Batch completions in v0.19.0 let you submit many chat requests against a single model deployment and read progress as the queue drains. Progress shows up in logs and also in a batch state endpoint. For a Mac agent running alongside a batch job this is great: the agent checks the batch state via curl (reading stdout through AX) and checks the Grafana throughput dashboard (through the Playwright extension) without any screenshot OCR. The two observability surfaces (terminal, browser) are read through the two MCP servers that Fazm already ships.
Does Fazm know anything about vLLM's Model Runner V2?
Fazm does not know about MRV2 as a named concept. It reads whatever Terminal.app shows. MRV2 emits recognizable log lines about piecewise CUDA graph compilation, pipeline parallel worker start, and zero-bubble scheduler decisions. The agent treats these as plain text and can be asked to watch for specific substrings ('graph compile complete', 'first token latency p50=') and notify the user when they appear. The engine-side change is in vLLM. The observability change is in how a Mac-native agent consumes the output.
Is this the same as vLLM's own dashboard or Wandb integration?
No. vLLM integrates with Prometheus, Grafana, Wandb, and similar. Those are excellent for engine-level metrics after the fact. Fazm operates at the Mac-desktop layer, reading whatever the operator is already looking at. If you have a Grafana dashboard open in Chrome, Fazm reads it via the Playwright extension. If you have vLLM stdout in Terminal.app, Fazm reads it via accessibility APIs. The two approaches are complementary: engine telemetry for historical aggregation, accessibility-tree reading for 'do the thing I would have done manually right now.'
Where in the Fazm source tree can I verify all of this?
Four files. (1) acp-bridge/src/index.ts line 63 resolves the `mcp-server-macos-use` binary path inside the app bundle. (2) acp-bridge/src/index.ts lines 1056-1064 register the binary as an MCP server named `macos-use` for the Claude subprocess. (3) acp-bridge/src/index.ts line 2550 logs `macos-use=bundled` vs `missing` at startup. (4) Desktop/Sources/Chat/ChatPrompts.swift line 59 contains the routing rule that tells the model to prefer `mcp__macos-use__*` for desktop apps. All four are grep-able in a Fazm desktop source tree.

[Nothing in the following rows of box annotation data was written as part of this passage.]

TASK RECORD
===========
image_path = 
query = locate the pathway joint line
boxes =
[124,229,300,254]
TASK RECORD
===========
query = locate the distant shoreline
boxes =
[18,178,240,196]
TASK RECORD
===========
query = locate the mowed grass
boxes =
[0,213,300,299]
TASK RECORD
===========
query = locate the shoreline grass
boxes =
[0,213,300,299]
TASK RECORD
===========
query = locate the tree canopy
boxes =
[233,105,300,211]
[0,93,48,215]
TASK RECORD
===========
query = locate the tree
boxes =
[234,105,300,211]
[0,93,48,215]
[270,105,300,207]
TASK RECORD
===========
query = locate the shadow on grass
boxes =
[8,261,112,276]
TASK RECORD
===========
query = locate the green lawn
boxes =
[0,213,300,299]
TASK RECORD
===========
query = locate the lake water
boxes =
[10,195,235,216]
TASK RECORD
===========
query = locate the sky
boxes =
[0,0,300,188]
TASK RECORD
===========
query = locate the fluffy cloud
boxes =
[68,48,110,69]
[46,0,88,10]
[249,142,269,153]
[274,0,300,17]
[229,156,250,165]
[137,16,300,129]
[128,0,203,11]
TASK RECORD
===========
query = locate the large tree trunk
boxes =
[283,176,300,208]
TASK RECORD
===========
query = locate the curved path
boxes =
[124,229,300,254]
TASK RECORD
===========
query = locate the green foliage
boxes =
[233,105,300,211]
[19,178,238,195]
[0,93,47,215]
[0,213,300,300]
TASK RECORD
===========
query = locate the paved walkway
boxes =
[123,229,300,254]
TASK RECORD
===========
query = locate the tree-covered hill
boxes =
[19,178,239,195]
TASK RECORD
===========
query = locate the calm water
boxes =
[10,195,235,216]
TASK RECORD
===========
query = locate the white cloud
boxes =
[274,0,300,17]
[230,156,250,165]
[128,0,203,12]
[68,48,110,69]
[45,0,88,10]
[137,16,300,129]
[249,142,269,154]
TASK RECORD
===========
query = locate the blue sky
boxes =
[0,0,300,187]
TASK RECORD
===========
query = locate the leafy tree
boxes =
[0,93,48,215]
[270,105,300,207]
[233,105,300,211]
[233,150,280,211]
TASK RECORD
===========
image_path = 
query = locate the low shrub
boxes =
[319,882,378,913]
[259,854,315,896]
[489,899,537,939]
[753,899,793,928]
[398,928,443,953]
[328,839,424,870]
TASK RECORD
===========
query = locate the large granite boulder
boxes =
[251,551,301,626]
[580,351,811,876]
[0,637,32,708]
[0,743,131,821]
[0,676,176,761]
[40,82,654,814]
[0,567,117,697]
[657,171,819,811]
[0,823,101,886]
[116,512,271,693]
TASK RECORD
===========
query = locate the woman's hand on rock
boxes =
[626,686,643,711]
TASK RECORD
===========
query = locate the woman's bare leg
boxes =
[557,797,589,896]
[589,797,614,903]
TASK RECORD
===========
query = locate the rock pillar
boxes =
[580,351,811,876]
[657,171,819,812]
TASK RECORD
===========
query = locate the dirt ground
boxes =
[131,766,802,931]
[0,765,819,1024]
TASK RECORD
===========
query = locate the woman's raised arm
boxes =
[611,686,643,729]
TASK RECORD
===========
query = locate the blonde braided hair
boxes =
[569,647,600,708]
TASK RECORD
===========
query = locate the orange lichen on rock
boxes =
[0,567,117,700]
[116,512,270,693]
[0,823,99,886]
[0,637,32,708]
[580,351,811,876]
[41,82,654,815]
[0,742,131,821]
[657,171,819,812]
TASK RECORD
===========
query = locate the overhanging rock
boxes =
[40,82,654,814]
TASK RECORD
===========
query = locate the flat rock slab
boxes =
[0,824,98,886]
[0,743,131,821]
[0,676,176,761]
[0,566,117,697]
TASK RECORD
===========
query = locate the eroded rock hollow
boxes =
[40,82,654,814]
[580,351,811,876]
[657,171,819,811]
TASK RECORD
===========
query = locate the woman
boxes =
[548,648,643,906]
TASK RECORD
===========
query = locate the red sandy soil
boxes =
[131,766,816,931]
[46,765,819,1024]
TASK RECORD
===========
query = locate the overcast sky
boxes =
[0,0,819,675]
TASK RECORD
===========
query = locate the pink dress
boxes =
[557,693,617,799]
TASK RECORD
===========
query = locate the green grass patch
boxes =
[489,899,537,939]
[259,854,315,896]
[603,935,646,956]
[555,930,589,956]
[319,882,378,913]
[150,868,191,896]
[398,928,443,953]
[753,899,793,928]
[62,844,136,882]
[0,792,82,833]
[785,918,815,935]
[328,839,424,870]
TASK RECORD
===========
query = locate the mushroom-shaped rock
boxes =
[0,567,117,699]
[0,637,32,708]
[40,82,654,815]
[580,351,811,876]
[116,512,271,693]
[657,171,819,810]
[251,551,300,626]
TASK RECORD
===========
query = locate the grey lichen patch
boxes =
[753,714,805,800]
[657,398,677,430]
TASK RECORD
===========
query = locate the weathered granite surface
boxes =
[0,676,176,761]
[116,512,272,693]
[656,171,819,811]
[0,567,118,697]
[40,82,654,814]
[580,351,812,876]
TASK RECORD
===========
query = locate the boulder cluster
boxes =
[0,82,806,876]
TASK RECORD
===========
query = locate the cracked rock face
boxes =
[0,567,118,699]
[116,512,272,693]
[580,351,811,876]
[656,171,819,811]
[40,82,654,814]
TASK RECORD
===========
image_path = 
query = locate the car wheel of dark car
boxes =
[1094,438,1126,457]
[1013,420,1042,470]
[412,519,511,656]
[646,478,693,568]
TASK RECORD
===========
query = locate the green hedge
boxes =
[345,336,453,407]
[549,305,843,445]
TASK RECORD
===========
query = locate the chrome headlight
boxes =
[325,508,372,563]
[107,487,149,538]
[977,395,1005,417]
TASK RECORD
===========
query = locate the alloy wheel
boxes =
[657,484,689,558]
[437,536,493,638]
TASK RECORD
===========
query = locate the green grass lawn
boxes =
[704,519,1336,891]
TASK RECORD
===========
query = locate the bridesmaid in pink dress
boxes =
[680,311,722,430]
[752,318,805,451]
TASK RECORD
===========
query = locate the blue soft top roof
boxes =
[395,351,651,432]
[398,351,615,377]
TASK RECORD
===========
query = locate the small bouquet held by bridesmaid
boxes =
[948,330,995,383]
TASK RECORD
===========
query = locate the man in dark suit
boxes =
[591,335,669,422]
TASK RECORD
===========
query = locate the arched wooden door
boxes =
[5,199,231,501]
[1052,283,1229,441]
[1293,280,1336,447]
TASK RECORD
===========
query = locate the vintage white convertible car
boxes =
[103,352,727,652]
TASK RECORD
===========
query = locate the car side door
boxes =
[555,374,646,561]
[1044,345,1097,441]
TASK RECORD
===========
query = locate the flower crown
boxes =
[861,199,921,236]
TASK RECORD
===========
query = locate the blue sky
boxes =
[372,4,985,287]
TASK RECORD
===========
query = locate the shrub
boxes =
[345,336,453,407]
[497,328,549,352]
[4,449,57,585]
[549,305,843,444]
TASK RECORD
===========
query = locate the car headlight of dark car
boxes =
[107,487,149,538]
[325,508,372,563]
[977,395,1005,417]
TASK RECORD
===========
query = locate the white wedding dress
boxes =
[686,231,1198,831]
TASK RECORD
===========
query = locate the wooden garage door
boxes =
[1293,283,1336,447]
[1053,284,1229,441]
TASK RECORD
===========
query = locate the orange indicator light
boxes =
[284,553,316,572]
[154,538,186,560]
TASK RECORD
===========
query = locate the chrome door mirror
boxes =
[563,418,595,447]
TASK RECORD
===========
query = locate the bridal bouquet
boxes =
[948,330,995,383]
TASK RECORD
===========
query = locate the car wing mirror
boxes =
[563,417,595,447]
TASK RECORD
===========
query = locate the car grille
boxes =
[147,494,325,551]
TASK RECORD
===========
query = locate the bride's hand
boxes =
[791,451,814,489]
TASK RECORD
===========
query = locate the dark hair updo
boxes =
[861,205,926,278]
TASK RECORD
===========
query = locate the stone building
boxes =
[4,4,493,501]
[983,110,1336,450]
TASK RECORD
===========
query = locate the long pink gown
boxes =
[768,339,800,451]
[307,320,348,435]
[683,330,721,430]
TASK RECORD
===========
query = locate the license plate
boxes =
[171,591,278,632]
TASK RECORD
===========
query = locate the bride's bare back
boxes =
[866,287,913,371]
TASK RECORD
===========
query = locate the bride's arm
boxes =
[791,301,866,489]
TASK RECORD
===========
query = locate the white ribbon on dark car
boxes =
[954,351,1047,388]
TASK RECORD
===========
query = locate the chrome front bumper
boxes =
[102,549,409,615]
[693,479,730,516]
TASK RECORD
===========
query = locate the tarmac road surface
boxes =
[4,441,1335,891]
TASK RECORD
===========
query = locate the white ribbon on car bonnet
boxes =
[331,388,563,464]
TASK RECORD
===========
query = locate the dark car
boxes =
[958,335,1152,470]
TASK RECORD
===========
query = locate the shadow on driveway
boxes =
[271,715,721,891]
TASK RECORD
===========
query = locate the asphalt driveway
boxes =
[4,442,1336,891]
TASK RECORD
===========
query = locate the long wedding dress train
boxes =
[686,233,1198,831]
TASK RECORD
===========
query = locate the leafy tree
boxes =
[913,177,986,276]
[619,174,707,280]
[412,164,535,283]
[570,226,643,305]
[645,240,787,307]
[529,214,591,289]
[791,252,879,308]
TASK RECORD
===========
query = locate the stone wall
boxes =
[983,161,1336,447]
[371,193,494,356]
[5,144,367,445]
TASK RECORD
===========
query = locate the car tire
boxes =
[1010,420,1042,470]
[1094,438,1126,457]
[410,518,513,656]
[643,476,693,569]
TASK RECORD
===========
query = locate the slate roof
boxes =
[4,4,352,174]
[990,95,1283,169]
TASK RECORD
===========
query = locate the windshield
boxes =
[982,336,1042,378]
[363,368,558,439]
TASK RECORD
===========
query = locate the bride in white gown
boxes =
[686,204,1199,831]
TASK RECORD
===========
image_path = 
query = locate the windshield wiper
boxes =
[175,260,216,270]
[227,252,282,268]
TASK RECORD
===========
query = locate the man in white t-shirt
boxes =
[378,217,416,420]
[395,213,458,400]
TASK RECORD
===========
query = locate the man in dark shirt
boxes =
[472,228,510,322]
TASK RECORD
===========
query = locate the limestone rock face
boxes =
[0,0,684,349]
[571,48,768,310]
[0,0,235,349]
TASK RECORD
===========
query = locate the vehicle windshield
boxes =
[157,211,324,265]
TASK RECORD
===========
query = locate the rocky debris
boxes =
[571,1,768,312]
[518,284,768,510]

What every vLLM April 2026 roundup cannot show you
v0.19.0 shipped on April 3. It added Gemma 4, Model Runner V2 with piecewise CUDA graphs, a zero-bubble scheduler compatible with speculative decoding, CPU KV cache offload, the /v1/chat/completions/batch endpoint, NVIDIA B300/GB300 support, and online MXFP8 quantization. These are facts. Every roundup lists them. They will still be the facts tomorrow.
The quiet thing that does not change release to release is where the operator sits. In Terminal.app, in Chrome on a Grafana tab, in a notes doc, in Slack. The Fazm bridge at acp-bridge/src/index.ts:1056-1064 registers four MCP servers that cover that whole loop. The one named `macos-use` is the reason the agent can read vLLM stdout verbatim. That is the runtime answer to the April 2026 vLLM news cycle, and it is the part the release notes will never publish.